The lesson learned here was to defer AJAX calls until the DOM blocks they would be updating has completely loaded.

Misdirected Healthcare Reform

The United States has been increasingly debating “reforming” the health care system. The initial talks began some 20 years and have grown to a flaming war of political might. Some in this country believe that the opposition to the current proposals is political in nature and are trying to impose the success or failure of the rapid passage of a 1,000 page bill as a referendum on the efficacy of President Obama.

I have been asked my thoughts on the matter by a variety of poeple and will outline them here as best I can:

1) What was once a perq (employer provided health insurance) is now seen as an entitlement.

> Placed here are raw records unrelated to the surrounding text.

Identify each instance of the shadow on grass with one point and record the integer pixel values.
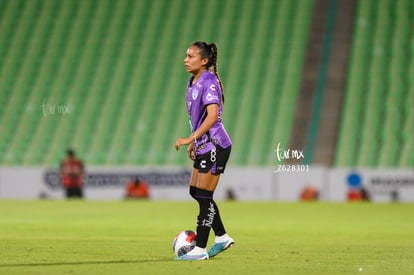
(87, 263)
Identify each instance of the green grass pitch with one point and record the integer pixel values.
(134, 237)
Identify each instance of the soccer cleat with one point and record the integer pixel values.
(196, 254)
(219, 247)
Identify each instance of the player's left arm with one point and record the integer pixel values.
(212, 117)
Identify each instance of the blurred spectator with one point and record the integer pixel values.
(358, 194)
(71, 174)
(309, 193)
(230, 196)
(137, 189)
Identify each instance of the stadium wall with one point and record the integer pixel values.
(244, 183)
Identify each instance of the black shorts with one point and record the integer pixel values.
(214, 160)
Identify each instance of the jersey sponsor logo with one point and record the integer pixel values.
(194, 94)
(211, 97)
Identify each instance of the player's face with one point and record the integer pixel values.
(193, 62)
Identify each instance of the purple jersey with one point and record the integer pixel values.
(200, 94)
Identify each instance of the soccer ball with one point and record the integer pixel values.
(184, 242)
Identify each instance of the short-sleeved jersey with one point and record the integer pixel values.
(200, 94)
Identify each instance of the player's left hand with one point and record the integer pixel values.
(181, 141)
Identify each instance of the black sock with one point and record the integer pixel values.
(208, 217)
(218, 226)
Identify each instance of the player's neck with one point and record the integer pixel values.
(197, 75)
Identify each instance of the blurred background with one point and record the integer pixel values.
(332, 79)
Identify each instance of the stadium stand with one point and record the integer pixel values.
(377, 118)
(107, 78)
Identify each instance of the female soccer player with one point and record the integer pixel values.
(209, 146)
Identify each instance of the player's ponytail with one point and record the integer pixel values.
(209, 51)
(214, 54)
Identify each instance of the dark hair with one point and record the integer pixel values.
(70, 152)
(209, 51)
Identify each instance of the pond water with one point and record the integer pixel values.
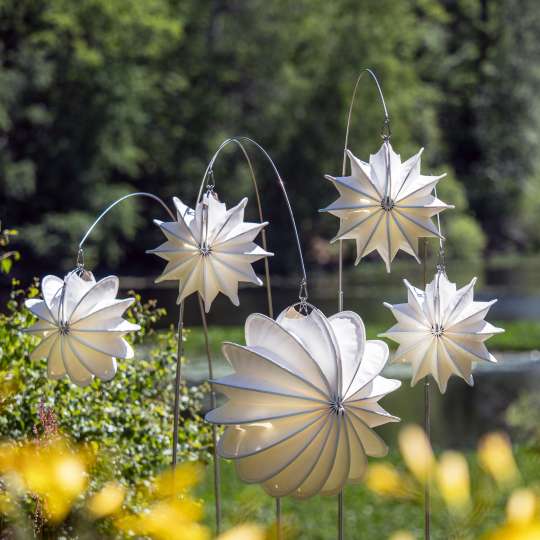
(515, 284)
(461, 415)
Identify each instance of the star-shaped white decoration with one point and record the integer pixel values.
(210, 249)
(303, 402)
(385, 205)
(82, 327)
(441, 331)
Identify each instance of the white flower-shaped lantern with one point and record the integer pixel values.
(82, 327)
(386, 205)
(210, 249)
(302, 402)
(442, 331)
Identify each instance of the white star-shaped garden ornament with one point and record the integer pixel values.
(303, 402)
(386, 205)
(210, 249)
(441, 331)
(82, 327)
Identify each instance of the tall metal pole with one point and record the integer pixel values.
(217, 468)
(427, 418)
(177, 381)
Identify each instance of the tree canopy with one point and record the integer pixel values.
(103, 97)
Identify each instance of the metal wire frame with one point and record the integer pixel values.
(385, 134)
(303, 294)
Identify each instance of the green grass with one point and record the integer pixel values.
(519, 336)
(367, 516)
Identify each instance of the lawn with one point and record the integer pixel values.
(367, 516)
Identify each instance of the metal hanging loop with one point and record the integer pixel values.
(238, 141)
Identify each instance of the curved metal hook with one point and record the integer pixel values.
(111, 206)
(386, 132)
(237, 141)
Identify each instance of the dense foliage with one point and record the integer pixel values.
(103, 97)
(129, 420)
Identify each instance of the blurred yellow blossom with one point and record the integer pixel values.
(453, 480)
(179, 480)
(107, 501)
(496, 457)
(171, 514)
(384, 479)
(416, 451)
(521, 506)
(244, 532)
(521, 518)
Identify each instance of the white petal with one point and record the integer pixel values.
(44, 347)
(316, 335)
(105, 342)
(105, 289)
(323, 467)
(373, 361)
(372, 443)
(99, 364)
(55, 362)
(40, 309)
(247, 440)
(358, 454)
(351, 338)
(265, 333)
(108, 309)
(76, 371)
(233, 217)
(267, 370)
(292, 476)
(268, 463)
(377, 388)
(342, 462)
(245, 406)
(50, 288)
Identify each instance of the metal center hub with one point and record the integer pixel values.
(64, 329)
(387, 204)
(437, 330)
(336, 406)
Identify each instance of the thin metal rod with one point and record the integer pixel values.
(427, 487)
(341, 525)
(427, 415)
(351, 107)
(278, 519)
(281, 184)
(177, 381)
(118, 201)
(268, 286)
(217, 468)
(264, 238)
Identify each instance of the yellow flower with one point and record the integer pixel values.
(54, 473)
(521, 520)
(179, 480)
(108, 501)
(402, 535)
(384, 479)
(416, 451)
(521, 507)
(453, 480)
(244, 532)
(496, 457)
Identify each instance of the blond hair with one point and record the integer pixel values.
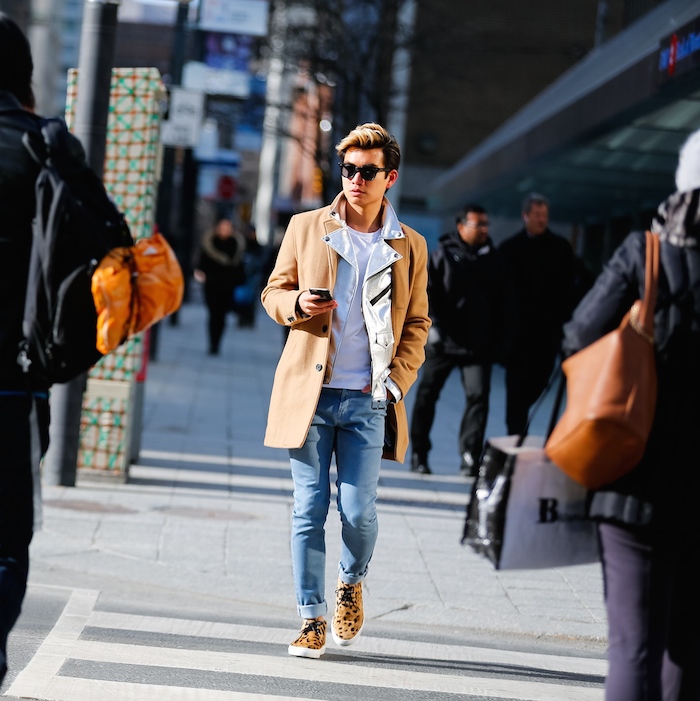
(372, 135)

I’m not sure in its purest form it is, but I agree that no one should be denied access to medical care. Much like pension plans have proven to be unsustainable and 401k programs have become dominant, employer sponsored healthcare also seems to me to be unsustainable.

2) The hospital emergency room is not the playing field where basic healthcare is provided. I have unfortunately been in the waiting room for the E.R. at a couple of different hospitals and have seen first hand those individuals with non-emergency afflictions occupying bed space because that is where “those who cannot afford healthcare” go. Deep down I wonder whether most people know how much a doctor visit really is. I have looked at the EOB (explanation of benefits) for visits where lab work was not required and the visit was less than my co-pay.

3) We all benefit from improvements in healthcare. I am fortunate to be a healthy individual. The unwell people covered by my same insurer are reaping the benefits of the premiums I pay in terms of care today. But at the same time I will benefit from the advances in treatment that the doctors learn from those experiences.

4) I should have choices. No one dictates to me who should insure my car nor who should insure my home. No one should dictate to me who can insure my health. Furthermore, I should be able to choose my coverages much like I do on my car and home. Why should this be any different?

Examining these four basic beliefs leads me to wonder whether the reform program is misguided. Rather than increasing the level of government involvement in my health care, why wouldn’t a reform program increase my own level of involvement? Why do most Americans not go to the doctor for annual physicals between the ages of 18 and 50? These are the areas where a shift in thinking is required. So far I have not seen any government proposals that would put my in charge of my health. And that’s just wrong.

A simple approach would be to mandate that everyone have health insurance, and those that cannot afford it receive a subsidy from the government. Let’s assume that there are 30 Million people without health insurance (a reasonable estimate). And for the sake of argument, say that none of them can afford it. Let’s also assume that this pool of individuals is less healthy than average and should pay a higher premium – $25,000 a year. That is a ludicrous number, right? That comes out to a $750 Billion expense. $250 Billion less than the proposal currently on the table.

So what exactly has Congress proposed? There is no telling. My simple plan is straightforward and solves the underlying problem – have healthcare coverage for all Americans. Let those people who currently are covered continue to be covered under their current approach. Provide the ability for the uninsured to be covered via government subsidy. This would be a less expensive and less invasive first step toward revamping the system and would keep the door open to allow individuals to make their own medical decisions.

We will have to wait and see how this round shakes out in Congress.